Friday, December 11, 2020

Evolution or Revolution 3

Let me start this post with some quotes from @adriandaub's book What Tech Calls Thinking.

Disruption has become a way to tell a story about the meaning of both discontinuity and continuity.

Daub p 119

One ought to be skeptical of unsubstantiated claims of something's being totally new and not following the hitherto established rules (of business, of politics, of common sense), just as one is skeptical of claims that something which really does feel and look unprecedented is simply a continuation of the status quo.

Daub pp 115-6

For example, Uber.

Uber claims to have revolutionized the experience of hailing a cab, but really that experience has stayed largely the same. What it has managed to get rid of were steady jobs, unions, and anyone other than Uber's making money on the whole enterprise.

Daub p 105

Clayton Christensen would agree. In an article restating his original definition of the term Disruptive Innovation, he put Uber into the category of what he calls Sustaining Innovation.

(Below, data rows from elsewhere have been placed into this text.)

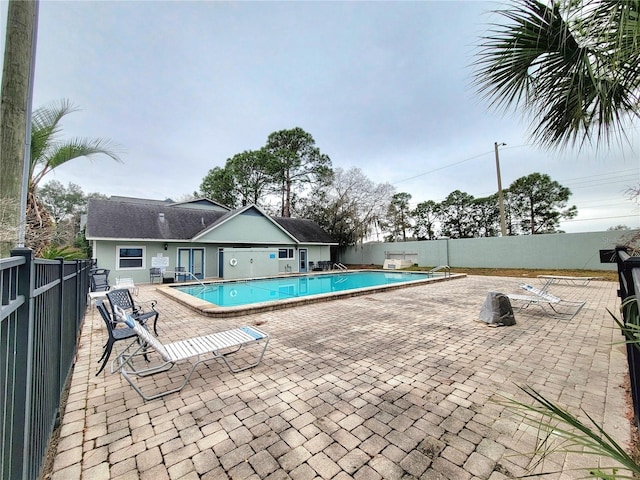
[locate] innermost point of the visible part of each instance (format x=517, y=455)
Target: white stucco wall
x=580, y=251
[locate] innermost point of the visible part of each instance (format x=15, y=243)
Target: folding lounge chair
x=216, y=345
x=551, y=305
x=122, y=298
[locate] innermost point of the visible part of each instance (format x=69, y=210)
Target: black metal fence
x=42, y=306
x=629, y=278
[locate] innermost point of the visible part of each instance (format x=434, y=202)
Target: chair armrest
x=139, y=309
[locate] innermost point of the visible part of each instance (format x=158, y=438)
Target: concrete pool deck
x=389, y=385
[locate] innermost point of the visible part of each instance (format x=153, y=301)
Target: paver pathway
x=395, y=385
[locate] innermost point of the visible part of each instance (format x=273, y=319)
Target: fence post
x=629, y=280
x=24, y=369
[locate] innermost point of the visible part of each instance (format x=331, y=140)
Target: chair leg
x=106, y=355
x=251, y=365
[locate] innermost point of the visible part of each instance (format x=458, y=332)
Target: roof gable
x=248, y=224
x=121, y=218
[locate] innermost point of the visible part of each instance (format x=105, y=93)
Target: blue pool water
x=246, y=292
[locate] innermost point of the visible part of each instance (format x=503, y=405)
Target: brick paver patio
x=395, y=385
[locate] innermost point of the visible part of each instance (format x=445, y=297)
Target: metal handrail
x=188, y=274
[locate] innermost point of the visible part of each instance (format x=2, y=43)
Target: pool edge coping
x=209, y=309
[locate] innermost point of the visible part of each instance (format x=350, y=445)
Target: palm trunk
x=14, y=113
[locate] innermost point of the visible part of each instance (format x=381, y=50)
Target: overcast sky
x=182, y=86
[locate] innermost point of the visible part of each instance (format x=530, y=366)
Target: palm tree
x=47, y=153
x=573, y=66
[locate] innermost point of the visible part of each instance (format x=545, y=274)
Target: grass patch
x=608, y=275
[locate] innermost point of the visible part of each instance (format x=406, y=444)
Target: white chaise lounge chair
x=551, y=305
x=217, y=345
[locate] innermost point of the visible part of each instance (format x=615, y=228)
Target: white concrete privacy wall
x=576, y=251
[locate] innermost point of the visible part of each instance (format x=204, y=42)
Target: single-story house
x=201, y=238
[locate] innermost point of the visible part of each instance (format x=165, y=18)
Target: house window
x=285, y=253
x=130, y=258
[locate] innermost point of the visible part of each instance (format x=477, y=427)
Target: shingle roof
x=123, y=219
x=305, y=231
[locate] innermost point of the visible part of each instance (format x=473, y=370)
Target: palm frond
x=48, y=152
x=559, y=431
x=571, y=67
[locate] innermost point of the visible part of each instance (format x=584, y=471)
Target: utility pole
x=503, y=225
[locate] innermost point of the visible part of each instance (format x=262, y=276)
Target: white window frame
x=289, y=251
x=143, y=258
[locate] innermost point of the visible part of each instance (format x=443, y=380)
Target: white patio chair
x=551, y=305
x=216, y=345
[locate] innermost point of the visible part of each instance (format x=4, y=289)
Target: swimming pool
x=249, y=296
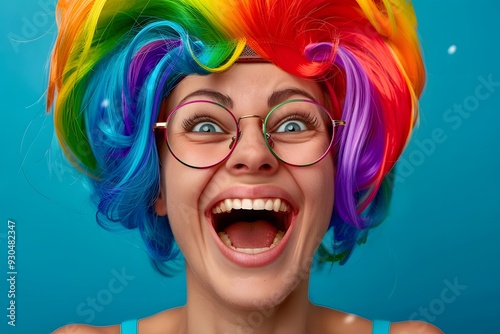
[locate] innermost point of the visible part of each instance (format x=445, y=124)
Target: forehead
x=247, y=83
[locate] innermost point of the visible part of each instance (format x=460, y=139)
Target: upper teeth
x=227, y=205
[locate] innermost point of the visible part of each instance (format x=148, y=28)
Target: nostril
x=266, y=167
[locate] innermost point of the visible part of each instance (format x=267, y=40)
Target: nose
x=251, y=154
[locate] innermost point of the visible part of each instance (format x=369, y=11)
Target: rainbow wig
x=116, y=61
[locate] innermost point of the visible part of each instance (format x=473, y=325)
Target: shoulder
x=85, y=329
x=168, y=321
x=332, y=321
x=414, y=327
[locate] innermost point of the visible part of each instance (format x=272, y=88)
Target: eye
x=206, y=127
x=291, y=126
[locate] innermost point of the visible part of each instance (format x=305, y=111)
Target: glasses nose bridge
x=250, y=116
x=240, y=132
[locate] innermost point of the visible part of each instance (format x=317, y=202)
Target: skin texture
x=224, y=297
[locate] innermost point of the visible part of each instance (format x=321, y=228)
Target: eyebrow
x=225, y=100
x=275, y=98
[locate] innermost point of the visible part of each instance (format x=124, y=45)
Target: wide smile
x=252, y=232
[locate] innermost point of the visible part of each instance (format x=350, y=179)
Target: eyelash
x=188, y=124
x=306, y=118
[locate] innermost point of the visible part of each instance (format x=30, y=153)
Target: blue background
x=442, y=229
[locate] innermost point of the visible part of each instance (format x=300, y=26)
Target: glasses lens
x=300, y=132
x=200, y=133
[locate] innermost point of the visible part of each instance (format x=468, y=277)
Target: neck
x=206, y=313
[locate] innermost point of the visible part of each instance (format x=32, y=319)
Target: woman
x=239, y=132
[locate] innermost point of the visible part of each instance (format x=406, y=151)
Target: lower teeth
x=225, y=239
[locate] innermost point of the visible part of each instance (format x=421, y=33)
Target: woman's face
x=253, y=176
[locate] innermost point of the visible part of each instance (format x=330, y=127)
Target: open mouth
x=251, y=226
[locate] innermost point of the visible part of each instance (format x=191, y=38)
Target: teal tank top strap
x=381, y=327
x=129, y=327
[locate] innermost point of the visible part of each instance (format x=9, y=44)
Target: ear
x=160, y=205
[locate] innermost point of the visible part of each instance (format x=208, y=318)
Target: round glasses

Uber’s financial and strategic achievements do not qualify the company as genuinely disruptive—although the company is almost always described that way.

HBR 2015

However, as I pointed out on Twitter earlier today, Christensen's use of the word disruptive has been widely diverted by big tech vendors and big consultancies in an attempt to glamorize their marketing to big corporates. If you put the name of any of the big consultancies into an Internet search engine together with the word disruption, you can find many examples of this. Here's one picked at random: Discover how you can seize the upside of disruption across your industry.

The same experiment can be tried with other jargon terms, such as paradigm shift. By the way, Daub notes that Alex Karp, one of the founders of Palantir, wrote his doctoral dissertation on jargon - speech that is used more for the feelings it engenders and transports in certain quarters than for its informational content (Daub p 85).

@jchyip thinks we should try to stick to Christensen's original definitions. But although I don't approve of vendors fudging perfectly good technical terms for their own marketing purposes, there is sometimes a limit to the extent to which we can insist that such terms still carry their original meaning.

And to my mind this is not just a dispute about the meaning of the word disruptive but a question of which discourse shall prevail. I have long argued that claims of continuity and novelty are not always mututally exclusive, since they may simply be alternative descriptions of the same thing for different audiences. The choice of description is then a question of framing rather than some objective truth. As Daub notes

The way the term is used today really implies that whatever continuity is being disrupted deserved to be disrupted.

Daub p 119

For more on this, see the earlier posts in this series: Evolution or Revolution (May 2006), Evolution or Revolution 2 (March 2010)

In a comment below the March 2010 post, @cecildjx asked my opinion on the (relative) significance of the Internet versus the iPhone. Here's what I answered.

My argument is that our feelings about technology are fundamentally and systematically distorted by glamour and proximity. Of course we are often fascinated by the most-recent, and we tend to take the less-recent for granted, but that is an unreliable basis for believing that the recent is (or will turn out to be) more significant from a larger historical perspective.

What I really find interesting (from a socio-historical perspective) is how quickly technologies can shift from fascinating to taken-for-granted. Since I started work, my working life have been transformed by a range of tools, including word processing, spreadsheets, mobile phones, fax machines, email and internet. Apart from a few developers working for Microsoft or Google, is anyone nowadays fascinated by word processors or spreadsheets? If we pay attention to the social changes brought about by the Internet, and ignore the social changes brought about by the word processor, then of course we will get a distorted view of the internet's importance. If we glamorize the iPhone while regarding older mobile telephones as uninteresting, we end up making a fetish of some specific design features of a particular product.

If we have a distorted sense of which innovations are truly disruptive or significant, we also have a distorted sense of technological change as a whole. There is a widespread belief that the pace of technological change is increasing, but this could be an illusion caused (again) by proximity. See my post on Rates of Evolution (September 2007), where I also note that some stakeholders have a vested interest in talking up the pace of technology change.


Clayton M. Christensen, Michael E. Raynor, and Rory McDonald, What Is Disruptive Innovation? (HBR Magazine, December 2015)

Adrian Daub, What Tech Calls Thinking (Farrar Straus and Giroux, 2020)

Thanks to @jchyip for kicking off the most recent discussion.